[ros-dev] Optimization Proposal

Wed Jan 4 01:49:28 CET 2006

Hi,

I have come to the conclusion that using -O2 is beneficial even for DBG 
= 1 builds, and that it should be set on by default on all builds. The 
typically given reason for not using optimizations on a "Debug" build is 
because these apparently make assembly code harder to read. I have 
realized otherwise, and as seen in the example that I will include 
below, I'm sure this will be mutually agreed on. I note the following 
advantages in using -O2 on a DBG = 1 build as well:

- -O2 makes the compiler do additional checks. For example, gcc will NOT 
detect uninitialized variables unless -O2 is being used, even though 
they are a very important programming bug. Apart from finding more bugs, 
it also makes trunk compilable. Right now, I see at least two commits by 
Thomas or others being made every week in order to fix some code which 
used unitinialized variables (I myself have been guilty of this). This 
means that some of us, like Thomas, have to constantly fix other 
people's mistakes.
- -O2 means less last-minute blockers.
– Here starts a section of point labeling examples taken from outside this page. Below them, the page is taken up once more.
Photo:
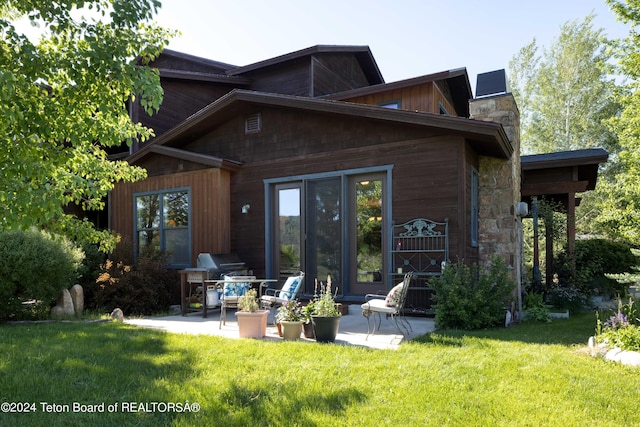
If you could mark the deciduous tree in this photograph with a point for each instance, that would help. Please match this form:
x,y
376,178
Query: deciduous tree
x,y
63,102
621,213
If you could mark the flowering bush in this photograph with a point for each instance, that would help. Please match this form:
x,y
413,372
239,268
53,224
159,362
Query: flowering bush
x,y
567,297
622,329
324,303
289,312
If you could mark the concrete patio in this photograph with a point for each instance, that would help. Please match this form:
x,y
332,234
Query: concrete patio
x,y
353,328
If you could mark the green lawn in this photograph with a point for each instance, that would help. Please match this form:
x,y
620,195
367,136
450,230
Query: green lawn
x,y
528,375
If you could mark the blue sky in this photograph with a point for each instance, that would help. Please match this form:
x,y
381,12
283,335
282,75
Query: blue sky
x,y
408,38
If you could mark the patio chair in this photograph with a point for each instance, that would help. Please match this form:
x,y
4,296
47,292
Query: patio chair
x,y
272,298
233,289
390,305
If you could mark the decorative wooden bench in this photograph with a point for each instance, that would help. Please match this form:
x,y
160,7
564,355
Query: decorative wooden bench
x,y
420,246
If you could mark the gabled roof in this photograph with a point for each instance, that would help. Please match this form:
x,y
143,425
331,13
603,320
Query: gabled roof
x,y
458,81
585,157
541,173
208,63
487,137
362,54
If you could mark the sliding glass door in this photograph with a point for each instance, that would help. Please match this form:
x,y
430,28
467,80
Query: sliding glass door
x,y
331,225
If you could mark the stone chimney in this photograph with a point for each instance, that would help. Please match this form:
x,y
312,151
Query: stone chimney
x,y
499,179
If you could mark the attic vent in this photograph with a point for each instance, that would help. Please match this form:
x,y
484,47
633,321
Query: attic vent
x,y
492,83
253,123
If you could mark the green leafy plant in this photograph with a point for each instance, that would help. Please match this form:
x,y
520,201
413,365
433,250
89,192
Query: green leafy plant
x,y
469,299
142,287
307,311
249,301
35,267
593,263
324,303
621,329
535,308
289,312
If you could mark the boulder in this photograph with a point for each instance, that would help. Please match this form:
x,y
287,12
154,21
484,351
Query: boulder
x,y
117,315
77,297
57,312
631,358
66,303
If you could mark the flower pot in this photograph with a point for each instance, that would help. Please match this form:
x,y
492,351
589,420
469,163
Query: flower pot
x,y
252,324
291,330
308,330
325,328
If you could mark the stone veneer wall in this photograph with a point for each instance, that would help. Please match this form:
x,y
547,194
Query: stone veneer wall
x,y
499,184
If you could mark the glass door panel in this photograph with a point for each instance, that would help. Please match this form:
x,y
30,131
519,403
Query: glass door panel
x,y
324,232
367,260
289,231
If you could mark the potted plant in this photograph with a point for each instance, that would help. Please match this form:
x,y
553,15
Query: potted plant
x,y
252,323
307,325
325,316
290,317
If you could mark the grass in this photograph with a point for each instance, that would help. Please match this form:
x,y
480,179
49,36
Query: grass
x,y
529,375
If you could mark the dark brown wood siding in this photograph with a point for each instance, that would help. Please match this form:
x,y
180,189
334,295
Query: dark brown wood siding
x,y
210,198
291,78
471,253
442,96
336,73
425,177
181,100
424,98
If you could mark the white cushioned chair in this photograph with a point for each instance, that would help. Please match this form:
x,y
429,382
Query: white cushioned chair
x,y
391,305
272,298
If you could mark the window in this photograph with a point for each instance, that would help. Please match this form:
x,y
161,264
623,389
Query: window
x,y
394,105
163,225
474,195
253,124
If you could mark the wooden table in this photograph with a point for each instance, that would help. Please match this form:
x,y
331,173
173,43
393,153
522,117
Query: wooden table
x,y
236,279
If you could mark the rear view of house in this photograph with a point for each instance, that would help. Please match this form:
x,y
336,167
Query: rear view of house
x,y
307,161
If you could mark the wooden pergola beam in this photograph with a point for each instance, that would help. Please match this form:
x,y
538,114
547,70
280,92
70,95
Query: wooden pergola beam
x,y
550,188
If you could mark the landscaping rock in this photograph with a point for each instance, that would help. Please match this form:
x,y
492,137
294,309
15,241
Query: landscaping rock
x,y
57,312
117,315
631,358
66,303
77,297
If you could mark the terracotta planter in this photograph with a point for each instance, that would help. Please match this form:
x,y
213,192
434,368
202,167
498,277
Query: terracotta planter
x,y
252,325
325,328
308,330
291,330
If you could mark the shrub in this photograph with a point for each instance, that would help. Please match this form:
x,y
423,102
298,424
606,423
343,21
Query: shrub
x,y
567,297
139,288
34,268
622,329
469,299
89,272
535,308
594,259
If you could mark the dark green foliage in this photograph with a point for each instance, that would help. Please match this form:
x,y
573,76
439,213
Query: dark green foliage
x,y
142,287
594,258
34,267
469,299
89,272
535,308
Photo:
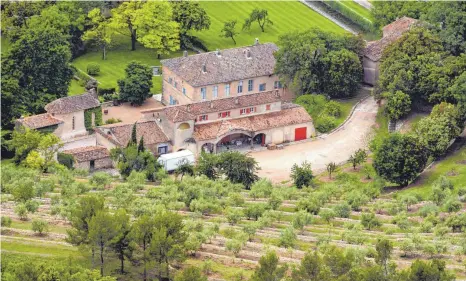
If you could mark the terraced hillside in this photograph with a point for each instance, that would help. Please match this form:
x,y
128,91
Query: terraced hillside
x,y
231,228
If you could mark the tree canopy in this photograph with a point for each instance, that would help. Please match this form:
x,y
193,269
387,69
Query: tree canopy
x,y
320,62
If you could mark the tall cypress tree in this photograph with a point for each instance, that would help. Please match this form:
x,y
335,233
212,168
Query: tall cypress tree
x,y
141,145
133,140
Because we release in -O2 but 
almost never build it like that, this creates a big problem for people 
like Andrew or Brandon, which handle the release process and do testing. 
Because the -O2 build gets less testing coverage, it is very possible 
for a critical bug to be in ROS for a month before anyone notices it at 
release time, in which case we will all have to scramble to find a fix 
for it.
- -O2 will not undefine DBG or change anything else in the code. All the 
advatanges, extra error checking and assertions of the DBG =1 build 
would remain.
- -O2 builds are much faster, greatly helping testing speed.
- -O2 builds are much more likely to bring up race conditions and other 
important timing bugs we need to watch out for.
- -O2 means easier debugging. This point is really important because 
until I realized how true it was, I didn't want to bring this up. Here 
is a pseudo(but real) disassembly of something I've seen in my dbg = 1 
kernel binary while debugging:

0x40b845:
push ebp
mov ebp, esp
sub esp, 4
mov [ebp-4], fs:18h
mov eax, [ebp-4]
leave
retn

0x4bc8a5:
push ebp
mov ebp, esp
sub esp, 4
call 0x40b845
mov ecx, [eax+1c]
mov [ebp-4], eax
mov eax, [ebp-4]
leave
retn

0x42b845:
push ebp
mov ebp, esp
sub esp, 4
call 0x4bc8a5
mov ecx, [eax+124]
mov [ebp-4], eax
mov eax, [ebp-4]
leave
retn

KeFooBar:
push ebp
mov ebp, esp
sub esp, 4c
call 0x42b845
mov [ebp-0xc], eax
mov eax, [ebp-0xc]
<..>
leave
retn

This is how it looks with -O2

KeFooBar:
push ebp
mov ebp, esp
sub esp, 4c
mov eax, fs:124h
<..>
leave
retn

I hope we can all agree on which one of these is readable. The -O2 build 
clearly shows you that eax is fs:124h, which you oughta know is 
Pcrb->CurrentThread; even if you don't, you can easily check in a 
header. The non-o2 build calls 3 other functions, out of which 2 are 
merely calling other functions themselves (due to lack of symbols you 
have no way of knowing what these functions are doing), until we finally 
get to a function which does fs:18, which you then realize is the PCR, 
you then walk back and realize pcr->0x1c is PCRB, and Prcb->0x124 is 
current thread.

Yes, this example could easily be destroyed by saying " use a #define 
with inline assembly" but I can bring many more; we can't start using 
inline assembly everywhere... msvc does an amazing job at optimizing 
these things, and even gcc isn't that bad, if only you let it. Code 
built without -o2 makes horrible usage of the stack, which makes you 
have to memory a lot more addresses then code which simple stores values 
in registers. Because humans are smart, the loops generated by -O2 are 
also much closer to what someone that understands assembly is used to 
(for example, the loop will use ecx, and not a stack variable that you 
need to memorize). I consider myself an expert on assembly coding, and I 
simply have great trouble reading non-O2 kernels, so how exactly does it 
help debugging?

In the end, I am convinced that the only disadvantage of using -O2 by 
default is that it will slightly increase build times. I don't think 
this increase is more then, at most 1 minute or two for a complete 
build. If this issue is really critical to someone people, then perhaps 
only core system files should use -O2 (kernel32, ntdll, ntoskrnl, csr, 
win32k, drivers, etc).

I know some of the developers on IRC are strongly for this, but I want 
to make sure I get a broader opinion.

Best regards,
Alex Ionescu